Jan 3, 2021; Cleveland, Ohio, USA; Pittsburgh Steelers quarterback Mason Rudolph (2) warms up before the game between the Cleveland Browns and the Pittsburgh Steelers during the first quarter at FirstEnergy Stadium. Mandatory Credit: Ken Blaze-USA TODAY Sports

Mason Rudolph: Goal is to succeed Roethlisberger as Steelers’ starter

Mason Rudolph may be the Pittsburgh Steelers’ No. 2 quarterback entering the 2021 season, but he said he’s preparing to start for the storied franchise when the time arrives.

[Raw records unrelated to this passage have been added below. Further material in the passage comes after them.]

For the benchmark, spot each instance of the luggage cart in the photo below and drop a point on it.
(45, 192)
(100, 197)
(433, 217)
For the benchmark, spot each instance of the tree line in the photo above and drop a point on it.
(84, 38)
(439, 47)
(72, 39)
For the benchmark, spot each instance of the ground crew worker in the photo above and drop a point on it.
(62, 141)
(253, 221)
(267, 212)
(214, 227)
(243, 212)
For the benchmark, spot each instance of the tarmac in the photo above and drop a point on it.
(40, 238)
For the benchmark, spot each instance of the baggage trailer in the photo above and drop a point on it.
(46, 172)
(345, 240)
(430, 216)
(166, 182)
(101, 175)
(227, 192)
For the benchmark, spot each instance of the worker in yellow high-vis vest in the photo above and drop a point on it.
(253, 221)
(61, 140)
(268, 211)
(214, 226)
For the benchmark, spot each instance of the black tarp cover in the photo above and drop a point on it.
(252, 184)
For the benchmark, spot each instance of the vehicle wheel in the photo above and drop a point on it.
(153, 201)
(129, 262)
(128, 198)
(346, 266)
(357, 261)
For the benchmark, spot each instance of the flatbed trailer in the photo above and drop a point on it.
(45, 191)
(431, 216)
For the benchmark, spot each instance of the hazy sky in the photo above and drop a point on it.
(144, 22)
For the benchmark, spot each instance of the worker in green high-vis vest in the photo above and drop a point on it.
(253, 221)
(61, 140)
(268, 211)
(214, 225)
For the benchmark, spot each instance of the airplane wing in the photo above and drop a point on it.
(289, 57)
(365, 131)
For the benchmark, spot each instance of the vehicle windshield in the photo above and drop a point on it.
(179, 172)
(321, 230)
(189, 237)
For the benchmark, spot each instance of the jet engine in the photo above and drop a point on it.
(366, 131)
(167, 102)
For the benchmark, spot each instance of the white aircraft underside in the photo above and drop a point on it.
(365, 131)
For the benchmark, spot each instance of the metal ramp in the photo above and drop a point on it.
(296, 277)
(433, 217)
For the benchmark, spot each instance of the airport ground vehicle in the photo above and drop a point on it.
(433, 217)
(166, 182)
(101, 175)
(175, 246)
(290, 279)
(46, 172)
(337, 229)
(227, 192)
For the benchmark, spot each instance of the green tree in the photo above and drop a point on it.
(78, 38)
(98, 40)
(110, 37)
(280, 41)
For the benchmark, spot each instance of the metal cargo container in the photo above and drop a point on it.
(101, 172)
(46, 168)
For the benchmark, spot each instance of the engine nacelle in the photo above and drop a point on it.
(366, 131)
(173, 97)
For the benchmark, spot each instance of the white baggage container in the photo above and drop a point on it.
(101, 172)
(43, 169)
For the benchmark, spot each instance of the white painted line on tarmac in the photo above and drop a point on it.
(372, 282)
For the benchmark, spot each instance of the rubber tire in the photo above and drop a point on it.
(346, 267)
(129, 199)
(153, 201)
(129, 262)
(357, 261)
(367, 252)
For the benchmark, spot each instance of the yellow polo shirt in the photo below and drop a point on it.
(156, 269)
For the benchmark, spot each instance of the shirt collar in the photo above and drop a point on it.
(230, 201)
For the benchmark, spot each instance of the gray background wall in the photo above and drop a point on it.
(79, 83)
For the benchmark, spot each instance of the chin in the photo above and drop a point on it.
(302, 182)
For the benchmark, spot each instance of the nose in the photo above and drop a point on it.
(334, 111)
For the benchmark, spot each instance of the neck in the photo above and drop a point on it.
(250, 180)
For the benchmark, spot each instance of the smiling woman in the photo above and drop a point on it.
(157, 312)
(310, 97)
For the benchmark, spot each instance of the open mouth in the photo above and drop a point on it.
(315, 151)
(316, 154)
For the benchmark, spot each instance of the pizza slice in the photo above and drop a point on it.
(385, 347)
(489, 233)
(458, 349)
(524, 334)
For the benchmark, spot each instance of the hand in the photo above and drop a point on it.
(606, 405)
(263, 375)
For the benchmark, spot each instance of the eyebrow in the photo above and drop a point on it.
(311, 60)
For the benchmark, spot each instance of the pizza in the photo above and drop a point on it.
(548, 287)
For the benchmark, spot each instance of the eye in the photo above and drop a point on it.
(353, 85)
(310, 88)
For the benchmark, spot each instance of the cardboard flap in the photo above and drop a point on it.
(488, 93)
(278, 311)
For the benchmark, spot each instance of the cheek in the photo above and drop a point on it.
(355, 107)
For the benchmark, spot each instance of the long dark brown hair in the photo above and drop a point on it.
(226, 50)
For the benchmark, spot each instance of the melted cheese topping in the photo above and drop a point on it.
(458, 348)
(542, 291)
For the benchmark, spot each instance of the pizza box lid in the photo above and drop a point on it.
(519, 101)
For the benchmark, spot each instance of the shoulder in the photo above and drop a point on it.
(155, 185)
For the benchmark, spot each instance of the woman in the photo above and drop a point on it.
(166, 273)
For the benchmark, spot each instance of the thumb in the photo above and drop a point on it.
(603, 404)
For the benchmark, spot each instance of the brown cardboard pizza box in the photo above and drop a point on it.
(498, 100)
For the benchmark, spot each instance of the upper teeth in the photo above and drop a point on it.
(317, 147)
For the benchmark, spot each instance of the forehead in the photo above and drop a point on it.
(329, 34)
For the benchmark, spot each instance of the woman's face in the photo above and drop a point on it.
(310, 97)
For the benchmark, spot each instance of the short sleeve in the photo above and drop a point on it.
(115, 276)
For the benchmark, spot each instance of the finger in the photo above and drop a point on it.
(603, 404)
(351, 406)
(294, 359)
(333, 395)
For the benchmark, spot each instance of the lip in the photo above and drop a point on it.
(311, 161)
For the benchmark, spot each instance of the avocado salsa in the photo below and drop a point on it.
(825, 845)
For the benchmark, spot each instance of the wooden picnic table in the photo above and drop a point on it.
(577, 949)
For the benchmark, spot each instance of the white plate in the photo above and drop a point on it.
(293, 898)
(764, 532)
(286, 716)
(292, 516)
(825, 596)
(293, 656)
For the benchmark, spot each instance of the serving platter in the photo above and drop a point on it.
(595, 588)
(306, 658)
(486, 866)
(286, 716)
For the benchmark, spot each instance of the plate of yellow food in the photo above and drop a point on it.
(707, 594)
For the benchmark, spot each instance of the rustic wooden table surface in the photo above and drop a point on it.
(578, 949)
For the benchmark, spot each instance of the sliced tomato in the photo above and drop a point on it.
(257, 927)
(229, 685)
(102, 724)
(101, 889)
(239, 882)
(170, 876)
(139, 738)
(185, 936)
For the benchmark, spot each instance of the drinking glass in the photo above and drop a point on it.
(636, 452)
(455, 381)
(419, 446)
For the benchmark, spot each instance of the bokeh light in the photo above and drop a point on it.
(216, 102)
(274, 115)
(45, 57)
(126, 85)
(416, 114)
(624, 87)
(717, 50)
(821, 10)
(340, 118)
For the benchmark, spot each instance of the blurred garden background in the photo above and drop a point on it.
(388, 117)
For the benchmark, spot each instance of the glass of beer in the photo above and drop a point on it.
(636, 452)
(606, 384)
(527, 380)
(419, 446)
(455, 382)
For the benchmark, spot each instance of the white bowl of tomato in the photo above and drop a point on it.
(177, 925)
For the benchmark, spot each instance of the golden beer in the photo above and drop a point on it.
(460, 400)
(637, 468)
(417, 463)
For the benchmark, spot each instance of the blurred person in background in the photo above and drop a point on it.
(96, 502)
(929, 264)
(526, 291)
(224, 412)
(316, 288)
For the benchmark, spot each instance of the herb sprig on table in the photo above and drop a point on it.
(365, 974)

“That’s my goal, to be a starting quarterback in this league and for our team, and I’m working toward that goal every single day,” Rudolph said Tuesday. “I can only control myself and the way I prepare and the way I approach and play in OTAs and camp, and that’s on the forefront of my mind.

“I’m not worried about ‘22 or anything like that. I’m trying to live in the moment and be the best I can for my team.”

Ben Roethlisberger is entering his 18th season in the NFL after signing a restructured contract that included a pay cut over the offseason. He’s spent the entirety of his pro career in Pittsburgh and won two Super Bowls with the Steelers.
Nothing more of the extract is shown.